The last few weeks have been filled with “news” reports of celebrity indiscretions and beauty pageants, but does any of that really deserve so much of our attention?
Monday morning I got up and turned to my favorite mainstream media outlet, Facebook, to see what was going on in the world. According to many posts in my news feed, controversy was brewing over the new Miss America, who was born in New York to parents of Indian ancestry. Many people had taken to Twitter the night before with an onslaught of racist and otherwise demeaning remarks, much to the consternation of U.S. media and bloggers everywhere.
First, I was surprised that the pageant still exists. Then I was curious if contestants still parade around in swimsuits. I Googled it, and holy mother of all that is sacred and feminine, they do. Because it’s a “scholarship” pageant, and what better way to judge a contestant’s scholastic merit than by seeing her in a bikini? Finally I wondered how people knew who won. Do people pay for cable TV and choose to watch beauty pageants? Apparently they do. And some of those people feel compelled to spew ignorance in a public forum like Twitter.

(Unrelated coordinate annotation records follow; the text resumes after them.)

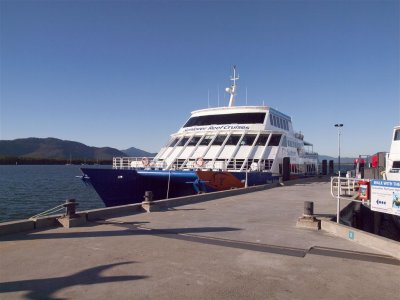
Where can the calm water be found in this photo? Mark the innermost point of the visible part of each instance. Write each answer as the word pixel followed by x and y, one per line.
pixel 29 190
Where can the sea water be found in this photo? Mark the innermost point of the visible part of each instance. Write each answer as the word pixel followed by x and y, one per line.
pixel 26 190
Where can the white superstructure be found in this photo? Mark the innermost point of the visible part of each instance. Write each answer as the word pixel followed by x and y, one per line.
pixel 237 138
pixel 393 157
pixel 233 138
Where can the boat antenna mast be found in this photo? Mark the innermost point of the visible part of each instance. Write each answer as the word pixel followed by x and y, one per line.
pixel 232 89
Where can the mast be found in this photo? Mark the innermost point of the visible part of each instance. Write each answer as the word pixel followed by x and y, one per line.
pixel 232 89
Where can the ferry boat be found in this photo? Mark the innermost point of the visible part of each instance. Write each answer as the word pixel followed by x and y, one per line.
pixel 392 170
pixel 216 149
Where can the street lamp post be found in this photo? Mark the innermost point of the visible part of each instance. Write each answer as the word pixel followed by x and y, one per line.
pixel 338 127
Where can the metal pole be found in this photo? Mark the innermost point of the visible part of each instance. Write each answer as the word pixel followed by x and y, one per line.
pixel 339 133
pixel 339 152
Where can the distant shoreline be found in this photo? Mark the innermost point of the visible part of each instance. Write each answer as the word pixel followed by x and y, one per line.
pixel 49 161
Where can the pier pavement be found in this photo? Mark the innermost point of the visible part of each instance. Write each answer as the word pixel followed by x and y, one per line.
pixel 240 247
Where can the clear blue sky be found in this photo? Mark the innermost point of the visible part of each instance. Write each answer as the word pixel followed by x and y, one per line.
pixel 128 73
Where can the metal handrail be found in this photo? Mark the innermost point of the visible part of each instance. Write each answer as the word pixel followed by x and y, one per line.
pixel 349 184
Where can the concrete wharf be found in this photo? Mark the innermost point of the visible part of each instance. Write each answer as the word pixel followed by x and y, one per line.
pixel 239 247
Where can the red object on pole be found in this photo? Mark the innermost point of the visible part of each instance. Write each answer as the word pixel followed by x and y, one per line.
pixel 364 191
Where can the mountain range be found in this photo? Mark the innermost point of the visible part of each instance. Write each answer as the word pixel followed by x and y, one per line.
pixel 56 149
pixel 52 148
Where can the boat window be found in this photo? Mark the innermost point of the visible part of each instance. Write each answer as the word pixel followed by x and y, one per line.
pixel 284 142
pixel 194 141
pixel 207 139
pixel 239 118
pixel 275 139
pixel 248 140
pixel 233 139
pixel 262 140
pixel 174 142
pixel 397 135
pixel 183 141
pixel 219 140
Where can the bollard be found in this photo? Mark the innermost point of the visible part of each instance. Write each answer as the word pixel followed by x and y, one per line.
pixel 308 220
pixel 71 218
pixel 70 207
pixel 148 196
pixel 147 204
pixel 308 208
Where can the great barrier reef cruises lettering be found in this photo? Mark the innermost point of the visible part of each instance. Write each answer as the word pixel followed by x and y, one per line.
pixel 220 127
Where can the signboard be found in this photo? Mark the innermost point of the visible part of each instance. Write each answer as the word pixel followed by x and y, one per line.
pixel 385 196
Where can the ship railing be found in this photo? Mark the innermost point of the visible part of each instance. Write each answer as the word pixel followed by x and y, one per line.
pixel 224 165
pixel 137 163
pixel 349 189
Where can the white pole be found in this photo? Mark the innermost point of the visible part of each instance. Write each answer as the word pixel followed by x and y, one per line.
pixel 169 179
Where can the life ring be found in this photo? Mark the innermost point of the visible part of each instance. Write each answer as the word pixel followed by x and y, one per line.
pixel 199 162
pixel 145 161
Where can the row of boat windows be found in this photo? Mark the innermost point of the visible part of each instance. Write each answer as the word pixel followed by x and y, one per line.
pixel 233 139
pixel 279 122
pixel 239 118
pixel 397 135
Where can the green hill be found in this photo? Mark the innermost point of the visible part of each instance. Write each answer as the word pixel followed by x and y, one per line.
pixel 56 149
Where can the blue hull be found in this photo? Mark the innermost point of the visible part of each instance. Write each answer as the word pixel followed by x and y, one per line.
pixel 120 187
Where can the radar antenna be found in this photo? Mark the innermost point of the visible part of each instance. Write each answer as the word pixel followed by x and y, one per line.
pixel 232 89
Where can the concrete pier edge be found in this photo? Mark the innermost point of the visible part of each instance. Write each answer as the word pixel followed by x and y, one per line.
pixel 379 243
pixel 367 239
pixel 19 226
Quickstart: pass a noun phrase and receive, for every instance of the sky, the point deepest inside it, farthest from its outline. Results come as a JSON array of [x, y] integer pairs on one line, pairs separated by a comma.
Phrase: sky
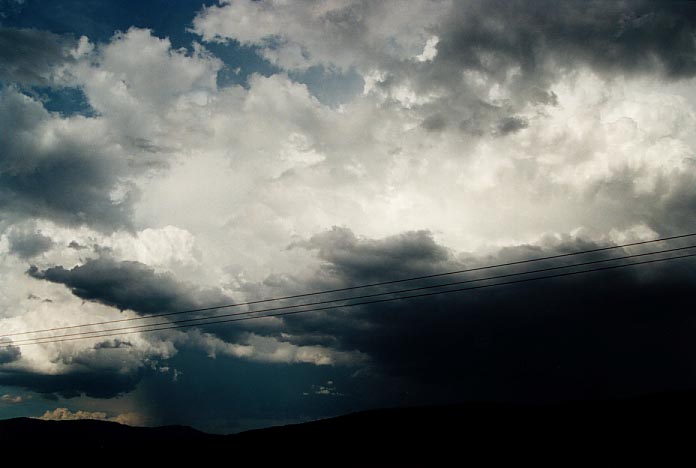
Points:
[[159, 156]]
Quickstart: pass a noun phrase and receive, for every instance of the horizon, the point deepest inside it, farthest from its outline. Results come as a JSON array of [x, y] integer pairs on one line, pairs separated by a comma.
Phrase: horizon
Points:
[[430, 202]]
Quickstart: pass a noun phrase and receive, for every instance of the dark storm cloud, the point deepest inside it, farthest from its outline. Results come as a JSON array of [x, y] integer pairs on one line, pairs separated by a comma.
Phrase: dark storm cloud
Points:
[[8, 353], [511, 125], [28, 244], [349, 256], [28, 56], [93, 382], [130, 285], [539, 38], [527, 46], [598, 334], [67, 178]]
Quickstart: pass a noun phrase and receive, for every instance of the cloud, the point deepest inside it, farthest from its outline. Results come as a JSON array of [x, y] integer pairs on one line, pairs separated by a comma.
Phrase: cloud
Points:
[[551, 339], [94, 379], [8, 352], [28, 244], [485, 59], [30, 56], [64, 414], [60, 169], [130, 285], [12, 399]]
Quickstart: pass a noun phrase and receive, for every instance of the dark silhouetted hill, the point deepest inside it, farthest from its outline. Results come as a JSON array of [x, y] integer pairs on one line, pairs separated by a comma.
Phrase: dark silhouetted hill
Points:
[[654, 428]]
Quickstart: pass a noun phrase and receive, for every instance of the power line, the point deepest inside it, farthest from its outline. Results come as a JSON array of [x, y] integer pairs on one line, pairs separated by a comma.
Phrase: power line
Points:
[[171, 325], [365, 296], [351, 288]]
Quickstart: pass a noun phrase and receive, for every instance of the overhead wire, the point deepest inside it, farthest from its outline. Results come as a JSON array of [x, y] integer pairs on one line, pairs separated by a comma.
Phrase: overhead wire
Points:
[[348, 288], [188, 324]]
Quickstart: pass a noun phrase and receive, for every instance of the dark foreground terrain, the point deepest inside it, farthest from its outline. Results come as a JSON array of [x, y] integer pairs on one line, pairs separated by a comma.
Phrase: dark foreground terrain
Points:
[[658, 429]]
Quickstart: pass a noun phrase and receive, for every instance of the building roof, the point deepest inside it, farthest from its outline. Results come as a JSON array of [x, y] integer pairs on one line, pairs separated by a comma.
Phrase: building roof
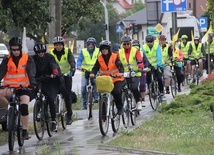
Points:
[[125, 4]]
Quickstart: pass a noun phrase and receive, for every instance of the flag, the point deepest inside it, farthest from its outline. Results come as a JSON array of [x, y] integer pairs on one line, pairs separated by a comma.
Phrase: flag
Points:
[[175, 37], [205, 37]]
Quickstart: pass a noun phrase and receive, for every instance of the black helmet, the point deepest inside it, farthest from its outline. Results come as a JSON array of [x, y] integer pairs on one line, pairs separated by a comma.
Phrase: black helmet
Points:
[[39, 47], [125, 39], [15, 41], [116, 47], [149, 38], [91, 40], [105, 44], [58, 39], [135, 43]]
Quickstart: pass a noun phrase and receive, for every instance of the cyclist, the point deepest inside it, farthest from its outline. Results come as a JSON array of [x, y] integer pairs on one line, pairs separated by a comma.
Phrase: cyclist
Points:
[[108, 63], [86, 60], [209, 44], [196, 51], [64, 57], [131, 55], [152, 50], [184, 47], [176, 55], [166, 61], [46, 65], [18, 69], [115, 48], [136, 44]]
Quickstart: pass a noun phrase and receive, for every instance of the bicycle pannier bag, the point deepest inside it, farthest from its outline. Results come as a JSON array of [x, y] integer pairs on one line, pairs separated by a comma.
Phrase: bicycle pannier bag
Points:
[[104, 84]]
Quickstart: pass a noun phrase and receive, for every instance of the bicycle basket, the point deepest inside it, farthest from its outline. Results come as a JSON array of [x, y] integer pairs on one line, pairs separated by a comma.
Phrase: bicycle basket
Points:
[[104, 84]]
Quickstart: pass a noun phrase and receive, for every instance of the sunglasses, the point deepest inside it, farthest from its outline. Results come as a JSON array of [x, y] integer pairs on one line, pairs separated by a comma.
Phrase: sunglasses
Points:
[[15, 49], [124, 44]]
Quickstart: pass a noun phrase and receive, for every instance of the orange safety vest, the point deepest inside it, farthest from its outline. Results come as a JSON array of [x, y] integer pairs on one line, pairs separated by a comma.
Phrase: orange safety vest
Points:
[[111, 69], [16, 76]]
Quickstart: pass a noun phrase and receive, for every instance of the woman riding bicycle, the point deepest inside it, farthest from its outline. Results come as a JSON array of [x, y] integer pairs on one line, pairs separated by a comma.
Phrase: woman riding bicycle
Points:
[[108, 63]]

Later in the day I saw a few links to the shooting spree at a Washington Navy Yard. At least a dozen people died and more were injured when a civilian subcontractor drove onto the grounds of the Navy Yard, walked into Building 197, went to the fourth floor, and opened fire on the crowded atrium below. Despite a criminal history that led to his discharge from the Navy, and a documented escalation of mental health issues, the shooter had security clearance to the Navy Yard and had legally purchased the shotgun he used that day. Reactions to this news verged on resignation. Surprise, surprise: another mass shooting.
But back to Miss America. It turns out many pageant viewers were disappointed that Miss Kansas didn’t win. According to these indignant patriots, a blonde Army sergeant who enjoys hunting, archery, and shooting M16 rifles clearly loves her country more than a dark-haired, dark-skinned New Yorker who recently graduated from the University of Michigan with honors and dreams of becoming a cardiologist. I mean, Miss Kansas is definitely not an Arab Muslim extremist like Miss New Y—wait, what? Yes, hundreds of Tweets claimed that the new Miss America was a terrorist.

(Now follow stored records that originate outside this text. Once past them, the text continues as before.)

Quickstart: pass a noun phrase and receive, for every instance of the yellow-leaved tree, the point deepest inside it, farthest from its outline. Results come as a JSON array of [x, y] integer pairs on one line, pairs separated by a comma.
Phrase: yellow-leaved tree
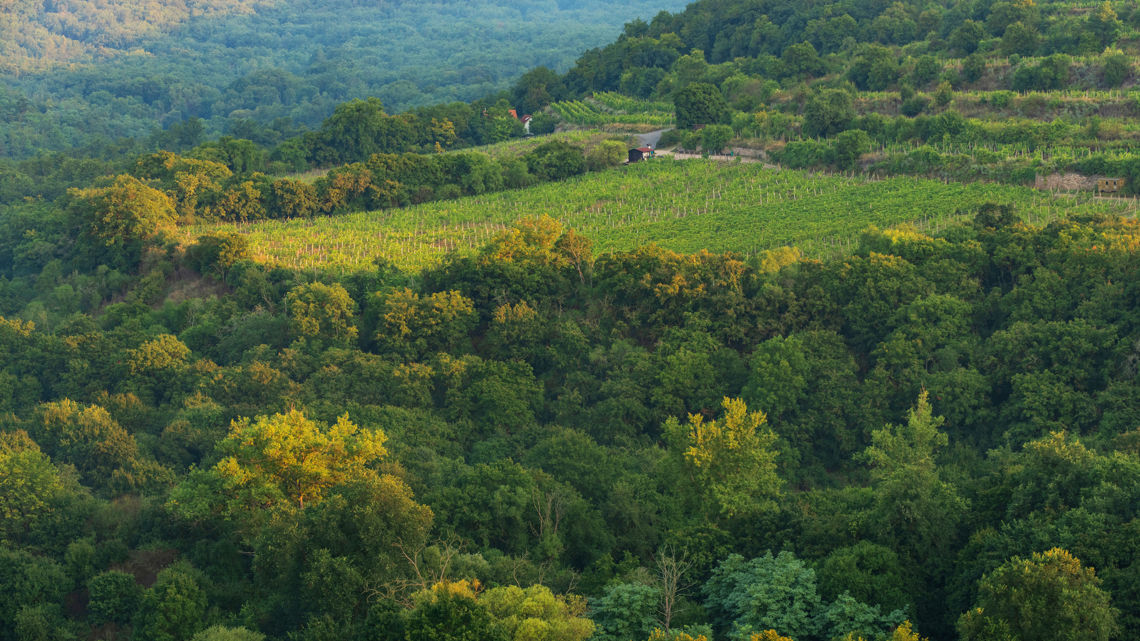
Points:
[[290, 457], [730, 462]]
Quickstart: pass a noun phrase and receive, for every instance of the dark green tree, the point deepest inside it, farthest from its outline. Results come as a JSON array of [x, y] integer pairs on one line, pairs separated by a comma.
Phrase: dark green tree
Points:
[[700, 103]]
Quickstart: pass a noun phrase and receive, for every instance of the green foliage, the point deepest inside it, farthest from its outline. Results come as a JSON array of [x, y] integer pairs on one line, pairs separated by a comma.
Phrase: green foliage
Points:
[[1048, 595], [730, 463], [536, 614], [124, 213], [172, 609], [828, 113], [626, 610], [450, 613], [114, 597], [322, 311], [715, 137], [27, 582], [31, 488], [555, 161], [747, 597], [288, 459], [605, 154], [222, 633]]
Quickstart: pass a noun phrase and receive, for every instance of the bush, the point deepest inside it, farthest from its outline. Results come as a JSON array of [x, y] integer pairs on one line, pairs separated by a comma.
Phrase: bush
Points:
[[114, 597], [605, 154]]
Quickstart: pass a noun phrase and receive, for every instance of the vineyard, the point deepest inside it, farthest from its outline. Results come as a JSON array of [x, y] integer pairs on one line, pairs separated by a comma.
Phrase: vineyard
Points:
[[613, 108], [683, 205]]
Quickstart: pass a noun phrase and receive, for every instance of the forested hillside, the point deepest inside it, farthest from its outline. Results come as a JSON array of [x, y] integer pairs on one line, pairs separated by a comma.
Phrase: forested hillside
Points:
[[86, 74]]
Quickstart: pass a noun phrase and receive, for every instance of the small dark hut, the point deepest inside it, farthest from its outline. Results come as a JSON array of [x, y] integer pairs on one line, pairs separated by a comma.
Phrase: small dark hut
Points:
[[640, 154], [1109, 185]]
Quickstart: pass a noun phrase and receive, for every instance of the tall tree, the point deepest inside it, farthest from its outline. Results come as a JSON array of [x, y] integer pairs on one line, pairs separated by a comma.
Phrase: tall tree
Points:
[[1044, 598]]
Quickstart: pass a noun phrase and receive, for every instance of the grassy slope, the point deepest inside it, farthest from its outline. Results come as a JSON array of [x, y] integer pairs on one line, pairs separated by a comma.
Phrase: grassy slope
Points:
[[684, 205]]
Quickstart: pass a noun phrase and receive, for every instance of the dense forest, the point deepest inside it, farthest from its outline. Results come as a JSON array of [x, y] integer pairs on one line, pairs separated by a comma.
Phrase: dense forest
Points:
[[926, 433], [89, 74]]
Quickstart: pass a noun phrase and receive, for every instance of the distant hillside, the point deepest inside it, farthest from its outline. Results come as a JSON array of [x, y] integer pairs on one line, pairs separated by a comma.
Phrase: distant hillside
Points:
[[41, 33], [88, 73]]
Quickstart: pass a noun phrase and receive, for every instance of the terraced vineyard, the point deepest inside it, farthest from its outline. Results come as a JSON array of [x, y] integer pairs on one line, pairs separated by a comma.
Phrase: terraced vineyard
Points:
[[683, 205], [608, 107]]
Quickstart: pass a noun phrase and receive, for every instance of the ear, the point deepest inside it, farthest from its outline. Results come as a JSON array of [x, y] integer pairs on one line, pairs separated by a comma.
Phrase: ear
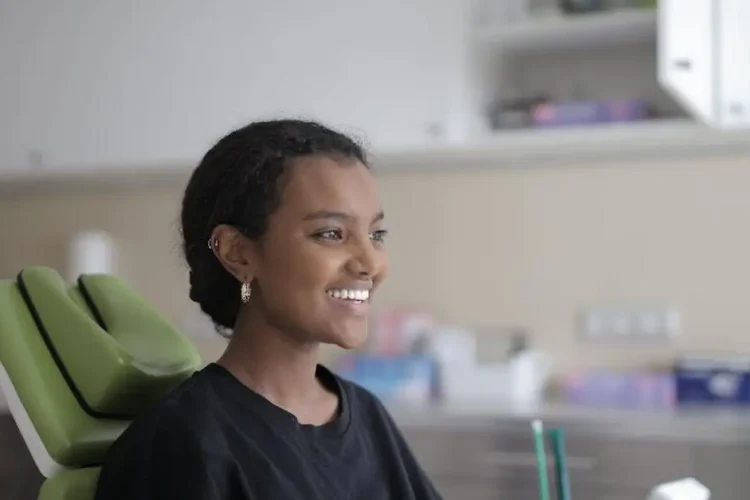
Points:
[[234, 251]]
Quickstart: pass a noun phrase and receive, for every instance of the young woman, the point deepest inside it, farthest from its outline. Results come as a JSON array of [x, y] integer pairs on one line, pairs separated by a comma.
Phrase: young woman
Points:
[[283, 233]]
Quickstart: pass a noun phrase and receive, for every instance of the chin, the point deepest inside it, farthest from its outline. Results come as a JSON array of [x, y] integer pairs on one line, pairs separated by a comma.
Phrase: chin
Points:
[[348, 338]]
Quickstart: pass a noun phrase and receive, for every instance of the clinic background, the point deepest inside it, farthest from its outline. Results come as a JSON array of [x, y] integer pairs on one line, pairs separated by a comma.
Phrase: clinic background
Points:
[[506, 213]]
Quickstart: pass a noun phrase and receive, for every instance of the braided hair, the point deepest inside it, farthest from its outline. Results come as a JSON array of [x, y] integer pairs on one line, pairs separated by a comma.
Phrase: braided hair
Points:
[[238, 183]]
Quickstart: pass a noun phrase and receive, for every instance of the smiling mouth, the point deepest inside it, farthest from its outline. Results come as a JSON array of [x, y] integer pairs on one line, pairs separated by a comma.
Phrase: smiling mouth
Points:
[[350, 295]]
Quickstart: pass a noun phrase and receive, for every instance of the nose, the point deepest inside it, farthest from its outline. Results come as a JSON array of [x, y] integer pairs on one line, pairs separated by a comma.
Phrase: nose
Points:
[[365, 261]]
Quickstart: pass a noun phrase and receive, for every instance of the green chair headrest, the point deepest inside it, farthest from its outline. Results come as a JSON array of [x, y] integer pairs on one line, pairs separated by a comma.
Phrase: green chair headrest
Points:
[[85, 358], [117, 353]]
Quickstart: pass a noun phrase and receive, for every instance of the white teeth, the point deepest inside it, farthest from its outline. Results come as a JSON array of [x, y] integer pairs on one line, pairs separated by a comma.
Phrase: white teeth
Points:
[[346, 294]]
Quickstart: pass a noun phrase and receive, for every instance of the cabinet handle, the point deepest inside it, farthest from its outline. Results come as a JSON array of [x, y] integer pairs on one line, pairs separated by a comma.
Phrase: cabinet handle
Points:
[[525, 459]]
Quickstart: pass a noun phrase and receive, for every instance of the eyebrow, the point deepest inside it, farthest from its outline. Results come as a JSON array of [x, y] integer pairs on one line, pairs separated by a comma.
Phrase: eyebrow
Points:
[[328, 214]]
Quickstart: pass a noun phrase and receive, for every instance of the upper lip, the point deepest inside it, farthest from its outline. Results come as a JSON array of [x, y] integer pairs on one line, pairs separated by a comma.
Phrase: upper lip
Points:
[[361, 285]]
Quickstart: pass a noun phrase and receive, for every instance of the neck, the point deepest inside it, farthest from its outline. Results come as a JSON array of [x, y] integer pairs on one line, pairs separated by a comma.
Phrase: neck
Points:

We act shocked when stupid people say hateful things with which we don’t agree, but what is the point of our outrage? We won’t convince bigots that they’re wrong. We won’t eradicate racism or any other prejudice by being offended by it. We don’t have to like what bigots say on Twitter. In fact, we could just ignore them because they’re strangers who have no role in our lives.
It’s not illegal to be stupid or ignorant. It isn’t a crime to be a racist, sexist, homophobic, intolerant imbecile. It is a crime to act on those beliefs, through discrimination or violence. But we live in a country where the First Amendment guarantees everyone the freedom to express their stupid, ignorant opinions on Twitter, Facebook, Reddit, or other social media.

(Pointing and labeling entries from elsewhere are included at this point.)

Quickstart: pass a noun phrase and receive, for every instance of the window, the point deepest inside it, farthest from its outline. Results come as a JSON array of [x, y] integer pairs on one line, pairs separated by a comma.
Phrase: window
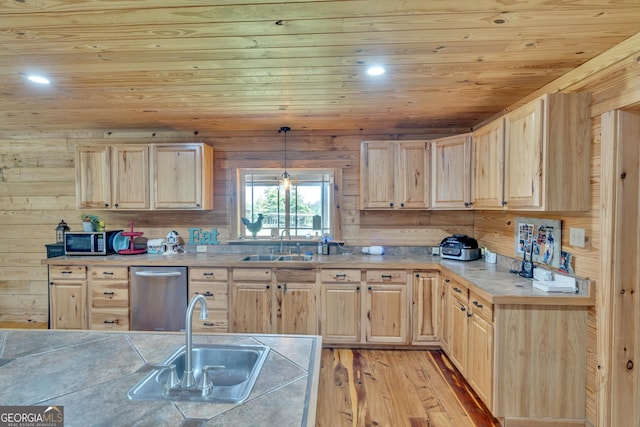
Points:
[[305, 209]]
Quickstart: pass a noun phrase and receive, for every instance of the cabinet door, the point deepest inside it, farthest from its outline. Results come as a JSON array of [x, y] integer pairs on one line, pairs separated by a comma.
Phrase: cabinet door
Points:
[[480, 363], [412, 175], [523, 156], [459, 334], [377, 175], [93, 172], [296, 311], [386, 315], [451, 172], [425, 306], [68, 304], [130, 176], [488, 166], [341, 311], [251, 310], [444, 313], [179, 174]]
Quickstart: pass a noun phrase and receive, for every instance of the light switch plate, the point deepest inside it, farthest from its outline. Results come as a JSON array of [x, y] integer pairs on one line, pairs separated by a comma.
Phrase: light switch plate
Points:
[[576, 237]]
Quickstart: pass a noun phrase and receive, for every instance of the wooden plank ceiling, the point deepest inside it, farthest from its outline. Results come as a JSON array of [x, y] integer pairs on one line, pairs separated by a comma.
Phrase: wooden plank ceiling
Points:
[[258, 64]]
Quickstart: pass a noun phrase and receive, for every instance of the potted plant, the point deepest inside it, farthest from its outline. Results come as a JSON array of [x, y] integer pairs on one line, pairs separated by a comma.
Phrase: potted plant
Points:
[[89, 222]]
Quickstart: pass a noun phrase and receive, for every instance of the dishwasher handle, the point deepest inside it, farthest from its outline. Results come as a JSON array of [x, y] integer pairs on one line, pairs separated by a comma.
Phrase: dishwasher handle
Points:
[[158, 273]]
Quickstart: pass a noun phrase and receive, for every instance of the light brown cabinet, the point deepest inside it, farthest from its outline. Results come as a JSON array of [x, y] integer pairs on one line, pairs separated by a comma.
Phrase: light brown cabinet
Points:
[[451, 172], [341, 302], [112, 177], [394, 175], [109, 298], [182, 176], [386, 312], [425, 319], [145, 176], [251, 300], [274, 301], [536, 157], [213, 284], [296, 305], [68, 297], [488, 166]]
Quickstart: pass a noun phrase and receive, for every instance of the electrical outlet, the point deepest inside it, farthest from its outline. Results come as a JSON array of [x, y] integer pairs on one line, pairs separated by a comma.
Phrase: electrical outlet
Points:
[[576, 237]]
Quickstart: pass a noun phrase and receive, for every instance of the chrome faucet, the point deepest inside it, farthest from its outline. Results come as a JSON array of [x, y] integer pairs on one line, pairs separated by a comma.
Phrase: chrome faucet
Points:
[[189, 380], [281, 236]]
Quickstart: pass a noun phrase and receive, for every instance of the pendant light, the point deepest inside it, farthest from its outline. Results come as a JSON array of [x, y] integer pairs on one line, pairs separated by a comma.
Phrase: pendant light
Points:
[[285, 179]]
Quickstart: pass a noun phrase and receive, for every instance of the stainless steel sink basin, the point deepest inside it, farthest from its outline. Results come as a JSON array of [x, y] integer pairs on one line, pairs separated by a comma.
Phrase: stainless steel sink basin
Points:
[[239, 366], [260, 258], [295, 258]]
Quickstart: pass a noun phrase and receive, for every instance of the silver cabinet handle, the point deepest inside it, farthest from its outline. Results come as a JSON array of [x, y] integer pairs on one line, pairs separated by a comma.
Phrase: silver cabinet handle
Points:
[[158, 273]]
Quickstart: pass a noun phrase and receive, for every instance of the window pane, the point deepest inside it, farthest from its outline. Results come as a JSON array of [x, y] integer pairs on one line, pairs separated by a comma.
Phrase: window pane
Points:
[[307, 203]]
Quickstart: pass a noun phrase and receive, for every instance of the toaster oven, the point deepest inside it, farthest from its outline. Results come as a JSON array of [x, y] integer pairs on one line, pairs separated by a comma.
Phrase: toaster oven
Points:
[[460, 247]]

And we are equally free to ignore them. I am not proposing we ignore prejudice. I’m positing that the best way to address it is not by giving airtime to strangers on social media, but by finding ways to combat it in real life. In the dark corners of our own subconscious, in conversations with people we know, within the broader realm of activism.
I would argue that the same principle applies to any scandalous public behavior that isn’t illegal. Why do we pay so much attention to the latest celebrity indiscretion? Why does the media spend days or even weeks dissecting possible motivations and repercussions of a cheating politician, the cover of a magazine, a singer’s raunchy performance?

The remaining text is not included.